Darius Leonard Has A Chip On His Shoulder Going Into Rookie Year

Being an underdog helped turn Indianapolis Colts rookie linebacker Darius Leonard into a “maniac.” That motivation continues into his rookie year.


WESTFIELD, Ind. — Rookie linebacker Darius Leonard has been very noticeable through the first three days of Indianapolis Colts training camp practices.

After injuring a quad at the Scouting Combine and then re-injuring it during pre-draft workouts, he was forced to miss the on-field portion of the Colts' offseason program and minicamps. It would've been understandable for Leonard to just blend into the crowd initially at training camp.


Day 1, Leonard is mixed in with the first-team defense and intercepts quarterback Andrew Luck. The same practice, Leonard runs in stride with speedster Nyheim Hines and meets him at the sideline on a screen pass.

Since then, Leonard has been a fixture with the first-team defense, was the defense's primary dime linebacker on Saturday and has continued to flash, both against the run and the pass.

How does a rookie who missed almost the whole spring program hit the ground running like that? Leonard has zero problem finding things to motivate him. Not that a guy nicknamed "Maniac" would.

One of the biggest motivating factors in Leonard's football career started during his college recruitment. He wanted to go to Clemson where his brother Anthony Waters previously played. Things didn't work out, and Clemson didn't take Leonard. Big mistake.

As a player for South Carolina State in 2016, Leonard played against Clemson. Nineteen tackles later, his teammates dubbed him, "Maniac."

Colts.com asked Leonard about the motivation he uses in being snubbed by Clemson and being overlooked during the draft process and if he'll use it moving forward:

"Without a doubt. That Clemson game, I had the biggest chip on my shoulder," Leonard said on Saturday. "I came in with a chip here... Everybody that doubted me, I want to prove them wrong."

Physical ability obviously isn't the only thing that has allowed Leonard to perform at a high level in camp. He's proving to be a student of the game as well.
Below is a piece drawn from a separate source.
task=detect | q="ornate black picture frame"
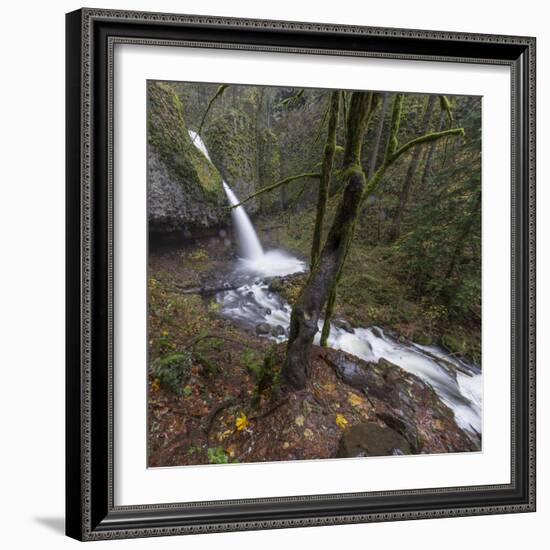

"I've spent a lot of time with the coaches and have been paying a lot of attention in meetings," Leonard said. "I don't think I'm behind — I think I'm right with everybody else."

If Leonard continues to perform at a high level on the practice field, it wouldn't be a surprise at all to see him lock up a starting linebacker spot come Week 1 of the regular season.

He plans on doing just that, as he describes by, "coming out every day and giving it 110 percent — nothing less."